I have watched the series in almost one sitting…must have been two or three…I really enjoyed it. I remember pausing the movie to get a closer look at the details of the clothing. Some of her dress bust darts I thought were outrageous, and wasn’tthere a bit of repeat in the style of her dresses?Another fabulous post Kate. Thanks for sharing these photographs as well. Your son will be learning lots about fashion through your project together . I am too.
Have a great day
Joyce from Sudbury
So glad you enjoyed the series. We tend to space these “box sets” out by only watching one (or sometimes half of one) just before we go to sleep.
Thank you for another fascinating post Kate.

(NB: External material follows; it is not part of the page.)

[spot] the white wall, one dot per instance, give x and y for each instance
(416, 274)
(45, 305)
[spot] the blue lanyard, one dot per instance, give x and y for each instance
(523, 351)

As a child I adored Princess Margaret because she was beautiful and wonderfully dressed. She came to open the new college in a small town in the north where my mum worked, I think in 1957, and we were entranced. I didn’t understand any of the stuff about her affairs – children were told nothing about such things. At school one day we had to write about something we’d read in the news and I chose to write about her wedding dress (fabulous), describing it in detail. I was soundly taken to task for writing about something so frivolous! But I think this was when I was first interested in clothes despite having to wear hand-me -downs and make them last for years. By the 60s fashion became much more available to the masses, and there was such a feeling of revolution in the air as we shook off those stilted values of our parents’ generation.
I’m looking forward to seeing the results of your SWAP, your son is a very lucky young man.
Thank you for sharing this lovely story Jenny.
I think Peter might have had a lucky escape . Margaret certainly dint lead a happy life .Maybe Peter might have made a difference but in the end it’s upto us isn’t it ?
Love the the clothes though . I have a great pair of plus fours made for my FIL who wore them to play golf . Hard to take them seriously now though .
Yes I think my Da had some too. Or maybe “Plus Twos” that were less full.
Regrettably I don’t have Netflix but my daughter has been raving about this series. I may have to go to her and binge watch it. The clothing of that period is so good for both men and women – but a little too ‘precise’ perhaps?
Yes I know what you mean. I expect as it was made to measure it was generally pretty comfortable to wear. In some scenes the Queen is in a sensible skirt, a jersey and a head scarf, and you can’t help think she might have prefered to be a country wife.
I hope this series comes to Netflix in Australia. As to GCPT’s clothing, it’s wonderful, but not practical for an Australian summer and would be borderline in winter. I loved the post though, as he was from an era when clothes were beautifully tailored from magnificent fabric, probably all British.